Escape hatch when a blocked commit must land anyway: AGENTLINT_SKIP=1 git commit ... (skips only agentlint, not your other hooks).

Reports

agentlint --report review.json --report-md review.md
agentlint --report -       # JSON on stdout, nothing else — for pipes and agents

JSON reports are versioned ("version": 1) and carry the verdict, findings, profile, cost, and duration — the extension point for other tooling. With --report - the JSON report is the only stdout output, so a calling agent can consume findings without parsing the human-readable rendering.

Caching

A passing verdict is cached in .git/agentlint/cache (per clone and per worktree, never committed), keyed by everything that shapes the verdict: the change (diff, new files, task) and the guidance that judges it — the principles, the rules, and the profile's verdict-shaping settings (model, focus, whether it explores, whether it refutes). Re-reviewing an unchanged diff under the same profile — a hook re-run, a retried commit — is instant and free, marked cached in the report. Change one word in one rule, or switch the profile's model, and the key honestly misses.

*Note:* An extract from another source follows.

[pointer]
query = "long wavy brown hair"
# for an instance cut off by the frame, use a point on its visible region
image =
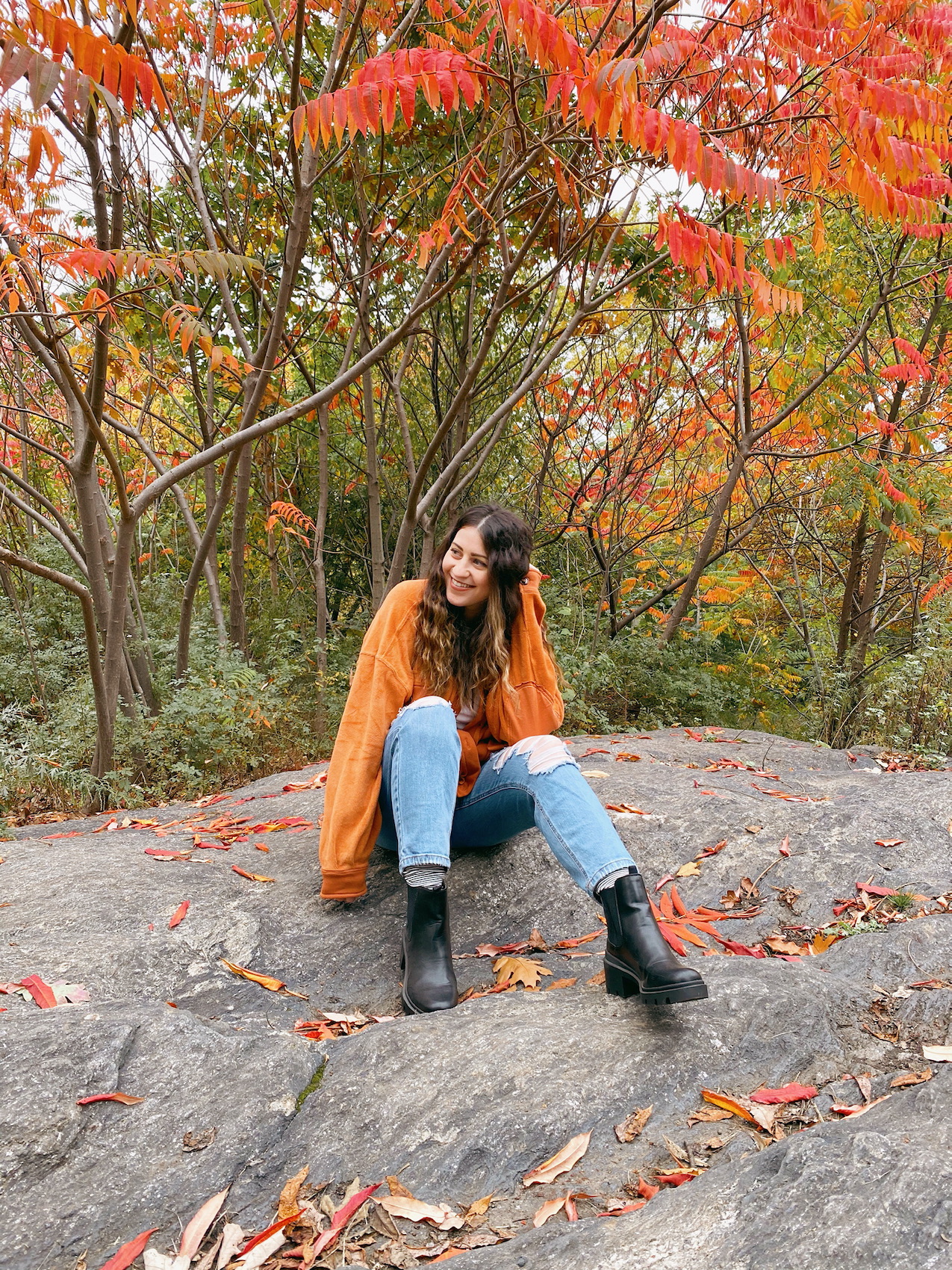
(473, 656)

Each profile caches for itself: there is no cross-profile satisfaction, so a manual standard pass does not answer a later quick hook for the same diff (the hook re-runs its cheap quick review). Blocking verdicts are never cached (a block stays re-runnable), snapshots are never cached, and --no-cache bypasses the cache for a run.

Design decisions

| Decision | Why | | -------------------------------------------- | ------------------------------------------------------------------------------------------------------------------------------------------------ | | Engine: the installed claude CLI, headless | No API key management — your existing subscription; one thin adapter owns the invocation. | | Every review is a fresh, independent process | The reviewer cannot inherit the writer's bias: fresh context by construction. | | Rules are Markdown prose, not a DSL | Rules are instructions to an LLM; prose is the native format, and tuning the wording is tuning the reviewer. | | Findings are schema-validated JSON | Machine-readable for the gate, renderable for the human; an engine failure is exit 2, never a silent pass. | | --fix exists, committing does not | Applying findings is still the review domain (the eslint --fix precedent); the gate judges, the caller acts — exit 0 means "safe to commit". | | Cost is budgeted per profile | An LLM is not a free linter: every profile caps diff size, turns, budget, and time. |

How noise is kept down

A review gate that cries wolf gets disabled within a week. agentlint:

  • instructs the reviewer to verify every finding against the code before reporting, and to prefer precision over recall;
  • requires every finding to carry concrete fix paths and a confidence level;
  • in deep, verifies each finding with an independent refutation call — findings that do not survive are dropped;
  • never turns engine failures into a silent pass (exit 2 instead).

Development

pnpm install
pnpm test          # unit tests, engine mocked, free
AGENTLINT_E2E=1 pnpm vitest run test/e2e   # real CLI, costs money
pnpm build

See docs/10-problem.md for the problem statement this tool answers — its requirements, non-goals, and success criteria judge every scope decision.